Phase 1: The Basic Agent

We started with a simple agent architecture: detect a user’s intent, and map that intent to a tool or action.

Each intent is a tool executed

For example:

“Stop all dev environments after 6pm” → matches the stop-env tool

Each intent had its own mapping logic, and tools were invoked accordingly.

✅ Pros:

  • Easy to implement
  • Predictable behavior
  • Clear control over each action

❌ Cons:

  • Every new intent had to be hardcoded
  • Complex workflows required chaining tools manually
  • No flexibility for unexpected or unplanned user requests

This version served well for a few internal use cases. But the moment real users started asking real questions — like "How can I optimize my Dockerfile?" or "Why is my deployment time high this week?" — we hit a wall. We needed something more flexible.

Phase 2: Going Agentic

The second phase was a real leap: we designed an Agentic system.
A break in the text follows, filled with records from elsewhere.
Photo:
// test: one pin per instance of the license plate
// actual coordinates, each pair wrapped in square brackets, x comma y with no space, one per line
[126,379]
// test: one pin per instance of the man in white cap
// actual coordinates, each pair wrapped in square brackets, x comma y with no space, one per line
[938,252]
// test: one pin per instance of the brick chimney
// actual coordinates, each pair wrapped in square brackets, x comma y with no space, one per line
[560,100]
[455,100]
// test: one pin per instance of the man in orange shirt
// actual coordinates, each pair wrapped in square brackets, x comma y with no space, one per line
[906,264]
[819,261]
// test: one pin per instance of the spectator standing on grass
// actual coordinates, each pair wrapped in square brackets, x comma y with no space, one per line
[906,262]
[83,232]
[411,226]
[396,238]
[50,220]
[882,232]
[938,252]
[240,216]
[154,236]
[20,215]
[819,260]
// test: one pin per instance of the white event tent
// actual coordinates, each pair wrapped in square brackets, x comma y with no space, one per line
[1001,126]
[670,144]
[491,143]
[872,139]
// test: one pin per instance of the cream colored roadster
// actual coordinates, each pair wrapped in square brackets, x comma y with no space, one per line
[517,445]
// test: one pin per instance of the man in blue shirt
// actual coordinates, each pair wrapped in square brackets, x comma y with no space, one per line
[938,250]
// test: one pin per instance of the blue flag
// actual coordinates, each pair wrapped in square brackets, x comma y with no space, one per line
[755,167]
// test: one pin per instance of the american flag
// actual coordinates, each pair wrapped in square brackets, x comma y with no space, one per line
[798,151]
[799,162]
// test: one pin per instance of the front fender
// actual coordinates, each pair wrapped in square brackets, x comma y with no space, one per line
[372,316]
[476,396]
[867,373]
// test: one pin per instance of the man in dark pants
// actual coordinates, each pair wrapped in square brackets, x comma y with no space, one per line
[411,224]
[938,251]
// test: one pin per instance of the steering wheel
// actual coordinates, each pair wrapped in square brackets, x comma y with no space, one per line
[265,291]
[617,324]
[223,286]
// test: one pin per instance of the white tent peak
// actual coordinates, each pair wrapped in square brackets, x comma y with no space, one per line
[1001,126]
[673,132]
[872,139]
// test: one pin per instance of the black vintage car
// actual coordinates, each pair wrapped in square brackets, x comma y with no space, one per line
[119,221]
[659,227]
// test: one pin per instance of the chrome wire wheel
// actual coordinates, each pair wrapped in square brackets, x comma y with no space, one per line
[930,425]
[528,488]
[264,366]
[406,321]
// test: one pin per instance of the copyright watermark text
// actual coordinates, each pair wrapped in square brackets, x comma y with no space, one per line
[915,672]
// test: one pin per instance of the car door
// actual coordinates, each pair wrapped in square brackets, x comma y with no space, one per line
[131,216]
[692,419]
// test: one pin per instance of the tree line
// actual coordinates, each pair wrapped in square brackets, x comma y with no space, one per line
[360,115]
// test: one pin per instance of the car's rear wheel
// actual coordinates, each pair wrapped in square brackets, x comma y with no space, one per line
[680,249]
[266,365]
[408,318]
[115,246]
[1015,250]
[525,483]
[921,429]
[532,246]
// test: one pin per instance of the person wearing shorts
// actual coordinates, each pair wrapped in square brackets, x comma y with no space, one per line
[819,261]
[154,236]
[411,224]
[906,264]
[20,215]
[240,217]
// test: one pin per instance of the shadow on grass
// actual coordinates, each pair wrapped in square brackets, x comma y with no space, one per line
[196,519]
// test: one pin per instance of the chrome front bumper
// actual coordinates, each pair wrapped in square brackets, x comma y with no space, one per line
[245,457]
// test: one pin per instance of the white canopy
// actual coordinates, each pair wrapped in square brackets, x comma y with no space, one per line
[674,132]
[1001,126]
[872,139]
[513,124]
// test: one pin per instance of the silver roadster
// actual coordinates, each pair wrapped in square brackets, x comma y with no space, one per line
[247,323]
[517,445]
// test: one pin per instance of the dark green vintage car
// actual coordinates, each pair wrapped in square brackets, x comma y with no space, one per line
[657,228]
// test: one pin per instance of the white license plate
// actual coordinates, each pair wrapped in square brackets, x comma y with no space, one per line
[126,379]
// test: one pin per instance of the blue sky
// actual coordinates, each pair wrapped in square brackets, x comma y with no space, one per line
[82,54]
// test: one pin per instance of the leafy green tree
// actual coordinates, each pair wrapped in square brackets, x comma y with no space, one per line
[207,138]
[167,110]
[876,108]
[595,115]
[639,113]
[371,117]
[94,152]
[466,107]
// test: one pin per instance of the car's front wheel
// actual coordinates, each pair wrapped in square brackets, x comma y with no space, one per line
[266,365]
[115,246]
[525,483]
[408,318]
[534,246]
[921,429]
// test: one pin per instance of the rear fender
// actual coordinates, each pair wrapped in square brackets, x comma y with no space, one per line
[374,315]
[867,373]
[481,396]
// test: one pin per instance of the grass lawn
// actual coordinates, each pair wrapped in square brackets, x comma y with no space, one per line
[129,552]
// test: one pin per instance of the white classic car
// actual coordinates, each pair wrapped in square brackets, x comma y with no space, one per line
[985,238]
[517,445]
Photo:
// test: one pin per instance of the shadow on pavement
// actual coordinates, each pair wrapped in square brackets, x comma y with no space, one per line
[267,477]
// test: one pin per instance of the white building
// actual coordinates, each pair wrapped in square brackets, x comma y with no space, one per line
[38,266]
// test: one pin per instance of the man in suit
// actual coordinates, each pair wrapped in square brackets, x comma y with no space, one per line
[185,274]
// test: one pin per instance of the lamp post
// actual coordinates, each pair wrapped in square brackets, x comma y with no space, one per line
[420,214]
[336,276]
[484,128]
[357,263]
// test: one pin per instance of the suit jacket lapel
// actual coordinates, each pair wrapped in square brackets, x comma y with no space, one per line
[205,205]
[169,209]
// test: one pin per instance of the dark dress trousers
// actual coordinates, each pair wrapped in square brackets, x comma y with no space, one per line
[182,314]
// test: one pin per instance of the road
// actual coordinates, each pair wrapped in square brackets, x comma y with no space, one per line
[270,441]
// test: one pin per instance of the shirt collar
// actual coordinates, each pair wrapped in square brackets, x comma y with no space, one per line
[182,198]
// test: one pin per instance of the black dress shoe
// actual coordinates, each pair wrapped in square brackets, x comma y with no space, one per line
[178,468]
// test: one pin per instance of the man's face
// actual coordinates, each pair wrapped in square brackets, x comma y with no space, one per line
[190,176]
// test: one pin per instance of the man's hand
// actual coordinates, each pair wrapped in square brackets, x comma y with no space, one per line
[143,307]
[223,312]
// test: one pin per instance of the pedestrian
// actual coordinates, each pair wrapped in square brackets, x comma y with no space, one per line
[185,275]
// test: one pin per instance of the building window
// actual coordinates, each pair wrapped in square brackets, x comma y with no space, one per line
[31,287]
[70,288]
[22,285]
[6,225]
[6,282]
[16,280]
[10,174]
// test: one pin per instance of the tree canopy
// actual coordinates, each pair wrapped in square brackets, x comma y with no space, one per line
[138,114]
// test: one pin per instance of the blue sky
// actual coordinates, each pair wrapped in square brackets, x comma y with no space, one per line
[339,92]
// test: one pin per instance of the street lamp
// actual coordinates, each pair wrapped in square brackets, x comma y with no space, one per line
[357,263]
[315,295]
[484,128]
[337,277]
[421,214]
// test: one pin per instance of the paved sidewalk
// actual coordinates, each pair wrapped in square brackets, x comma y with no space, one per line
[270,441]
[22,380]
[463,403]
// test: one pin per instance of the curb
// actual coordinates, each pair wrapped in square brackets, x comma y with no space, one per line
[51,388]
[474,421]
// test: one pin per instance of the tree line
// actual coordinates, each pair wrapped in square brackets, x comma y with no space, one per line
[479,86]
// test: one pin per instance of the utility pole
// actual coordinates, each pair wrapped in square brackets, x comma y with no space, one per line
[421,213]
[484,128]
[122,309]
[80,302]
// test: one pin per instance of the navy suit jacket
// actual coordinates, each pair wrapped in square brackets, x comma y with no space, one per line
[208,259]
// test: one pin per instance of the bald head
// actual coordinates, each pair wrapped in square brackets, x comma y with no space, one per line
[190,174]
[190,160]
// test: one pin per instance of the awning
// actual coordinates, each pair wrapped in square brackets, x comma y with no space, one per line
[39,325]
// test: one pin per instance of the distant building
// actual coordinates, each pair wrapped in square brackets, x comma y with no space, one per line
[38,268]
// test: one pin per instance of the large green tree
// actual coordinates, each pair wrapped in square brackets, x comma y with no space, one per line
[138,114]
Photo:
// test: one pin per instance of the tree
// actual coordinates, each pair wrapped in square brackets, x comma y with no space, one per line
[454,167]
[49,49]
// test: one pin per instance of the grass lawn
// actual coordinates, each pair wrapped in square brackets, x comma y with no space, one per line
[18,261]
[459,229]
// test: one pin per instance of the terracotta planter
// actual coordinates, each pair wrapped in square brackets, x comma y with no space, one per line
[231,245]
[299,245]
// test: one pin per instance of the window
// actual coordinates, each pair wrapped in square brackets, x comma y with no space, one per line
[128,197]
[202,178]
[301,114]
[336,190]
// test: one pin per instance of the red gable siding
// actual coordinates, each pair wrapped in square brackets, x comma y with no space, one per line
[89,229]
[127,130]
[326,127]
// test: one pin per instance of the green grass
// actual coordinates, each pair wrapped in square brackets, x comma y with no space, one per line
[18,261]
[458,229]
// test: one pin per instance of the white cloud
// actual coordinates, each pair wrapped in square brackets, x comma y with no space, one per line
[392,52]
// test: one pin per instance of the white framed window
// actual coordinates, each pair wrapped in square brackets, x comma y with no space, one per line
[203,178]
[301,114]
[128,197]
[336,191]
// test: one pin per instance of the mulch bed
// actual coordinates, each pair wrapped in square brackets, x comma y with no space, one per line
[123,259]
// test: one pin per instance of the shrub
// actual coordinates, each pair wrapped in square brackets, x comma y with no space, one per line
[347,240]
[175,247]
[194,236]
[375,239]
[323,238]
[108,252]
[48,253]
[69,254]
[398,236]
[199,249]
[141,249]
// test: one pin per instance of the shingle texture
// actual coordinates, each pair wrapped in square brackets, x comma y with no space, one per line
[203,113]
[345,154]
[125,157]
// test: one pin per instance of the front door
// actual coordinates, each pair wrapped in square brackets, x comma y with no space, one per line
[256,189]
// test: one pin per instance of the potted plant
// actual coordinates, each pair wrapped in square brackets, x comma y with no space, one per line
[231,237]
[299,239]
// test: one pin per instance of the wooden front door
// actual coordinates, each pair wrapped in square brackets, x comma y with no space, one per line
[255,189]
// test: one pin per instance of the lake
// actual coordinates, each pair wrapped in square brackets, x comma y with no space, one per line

Agentic DevOps Copilot - plan and execution

Instead of hardcoded intent-to-tool mapping, the DevOps AI Agent Copilot receives user input, analyzes it, and dynamically plans a sequence of tool invocations to fulfill the request. Think of it as having a toolbox and letting the AI figure out how to use the tools in the right order.

Each tool:

  • Has a clear interface (input/output)
  • Is versioned and stateless
  • Can be independently tested and improved

Benefits:

  • Far more scalable and flexible
  • Can solve unanticipated user needs
  • Encourages clean tool abstraction
Here are a few examples of what the Agentic DevOps Copilot can do. Possibilities are endless

Challenges:

  • Tool chaining is fragile - outputs must match expected inputs
  • If one tool fails or behaves unexpectedly, the whole plan breaks

That’s when we realized: a dynamic system needs to be able to fail gracefully and recover. That took us to phase three.

Phase 3: Resilience and Recovery

We added resiliency layers and robust retry logic into the agentic execution flow.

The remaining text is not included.